Sep 9, 2009

14 Charting Tips: Tip #7 Legend

This is the 7th post in the series, 14 Tips to Present Awesome Charts.

What is a legend?

A legend, as you know, is a guide which helps the audience read your chart. If
you are comparing the share prices of Microsoft and Yahoo and your chart has two line graphs, then your legend tells the audience which line denotes which company. The legend is a 'visual' symbol of the data series that has been plotted on the chart.

A data series is a series of data (many data points) related to the same variable (like share price). A legend helps you read the chart with ease.

When you don't need a legend?
By definition, a legend tells you which bar or line chart is for which data series. Hence,
you need a legend only if you have more than one data series on your chart. You don't need it if you have only one data series.

Example 1:
The chart below depicts the 3 months share price of Reliance Industries. There are some 75 data points but one data series. Because, all data points are nothing but different val
ues of the same thing, the share price.

In this case, you don't need a legend. Most of the graphs you would have seen in your life will have a legend even when there is only one data series. Why?

Reason 1: Because the legend comes by default in the software.
Reason 2: Because of your ignorance. You overlook this aspect.

How does it matter if you have a legend in Example 1?

You end up wasting precious space. By deleting the legend you get more space in the chart. Your chart also looks aesthetically much better. All this adds up to making your audience more comfortable.

Just because you can, does not mean you should

There are cases when you have more than one thing to denote and you can have a legend but the legend still does not help at all. You don't need a legend when having it only adds to the
complexity. Just click on this link and see both the charts. Life for the audience will be hell if you present like this. Both the charts have been taken from real life and are not hypothetical examples cooked up by me.

Example 2:
This chart is not as bad as the one in
my earlier post.

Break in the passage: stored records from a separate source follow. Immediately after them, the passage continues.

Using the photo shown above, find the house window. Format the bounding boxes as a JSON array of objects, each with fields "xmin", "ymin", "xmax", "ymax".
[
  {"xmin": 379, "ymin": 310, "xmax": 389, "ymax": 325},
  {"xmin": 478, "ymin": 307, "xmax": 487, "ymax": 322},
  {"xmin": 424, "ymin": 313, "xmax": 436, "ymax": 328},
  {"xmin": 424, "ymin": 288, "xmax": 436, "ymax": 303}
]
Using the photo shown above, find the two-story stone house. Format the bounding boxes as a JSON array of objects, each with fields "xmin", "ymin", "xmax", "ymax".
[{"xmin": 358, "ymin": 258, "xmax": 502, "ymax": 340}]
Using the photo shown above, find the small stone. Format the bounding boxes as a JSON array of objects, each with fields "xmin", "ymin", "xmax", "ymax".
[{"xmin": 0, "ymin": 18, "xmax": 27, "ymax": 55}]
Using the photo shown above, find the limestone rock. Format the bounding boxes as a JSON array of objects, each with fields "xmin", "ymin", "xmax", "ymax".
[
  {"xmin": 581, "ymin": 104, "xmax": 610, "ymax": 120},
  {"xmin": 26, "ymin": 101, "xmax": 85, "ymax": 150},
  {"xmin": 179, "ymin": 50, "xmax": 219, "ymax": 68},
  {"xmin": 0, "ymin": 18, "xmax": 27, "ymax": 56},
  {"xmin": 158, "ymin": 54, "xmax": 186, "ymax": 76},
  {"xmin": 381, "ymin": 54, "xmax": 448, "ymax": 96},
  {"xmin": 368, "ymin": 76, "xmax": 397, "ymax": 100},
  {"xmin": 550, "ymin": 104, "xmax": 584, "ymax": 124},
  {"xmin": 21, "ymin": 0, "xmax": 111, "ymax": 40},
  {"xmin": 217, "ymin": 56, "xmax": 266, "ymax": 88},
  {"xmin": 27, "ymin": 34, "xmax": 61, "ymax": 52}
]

This has been taken from American Heart Association's website (During the course of this series, I have become a fan of American Heart Association, Reliance and HUL. Every alternate post refers to atleast one chart from each organization's website).

I find this legend very difficult to read. You can avoid these problems, by labeling the pie and getting rid of the legend. Place the names 'Stroke', 'High BP', etc right outside the pie (along with the percentages). Something like this is many times better:

Where do you place the legend?
The legend by default is always placed to the right. But there are in total 5 places where you can place it. Top, Right, Left, Bottom and Inside the Plot Area (along with the data points). Where you place it has a huge impact on the usefulness of the legend. Remember the objective of a legend is to make the chart easy to read.

Example 3: Another two charts from the American Heart Association (AHA).

Try reading both the charts. Why is it easier to understand the bottom one? Think.

Look at the placement of the legends. In the top one, the bars are arranged left to right (NH White, NH Black, Hispanic...) but the legend reads top to bottom. The bottom chart has a legend which reads left to right and it has bar charts which are also arranged left to right. The legend is in perfect sync with the bar graphs.

Example 4:
The presentation from the AHA has so many charts that this entire post can be covered by analyzing them. See this one from the stable of AHA again.
See the chart at the top for 5 seconds. Try not looking at the second chart.
Tell me what what does green signify? White women or black women?

This is another difficult chart to read. When you present slides after slides and this charts comes up, how many seconds will you give the audience to see this? Given that time is always scarce, a better way is to place the legend inside the plot area. I have modified the chart and created the one at the bottom.
Makes the job of the audience a lot easier.


When you make a chart, spend one minute thinking about the legend. If you do that, you will do a huge service to your audience. Only when the audience understands your chart, will you be able to meet your presentation objective.

To summarize today's learning:

1. Do not use a legend when you have only 1 data series

When making pie charts, put the series name with the data labels outside the pie itself. Do not create a legend. (Example 2)

3. Place the legend where it is logical. Make it sync with the way data has been presented. (Example 3)

4. When using line graphs, place the legend inside the chart. (Example 4)

With this post, we are at the half way mark in the series. 7 gone, 7 more to go. See you with the 8th post tomorrow.
In the meantime, feel free to comment, agree, disagree, shout or shower appreciation :)


Disclaimer: Charts have been used for educational purposes only. They will be removed if the respective organizations raise any objection.


  1. Thanks Vivek! This is the type of very clear step-by-step Tips that I love. but my question is charts are easily promoted and understandable but not long lasting remembering. why cant we prefer mind mapping to analysis the datas

  2. @Anitha Please elaborate. I am not sure I get your point.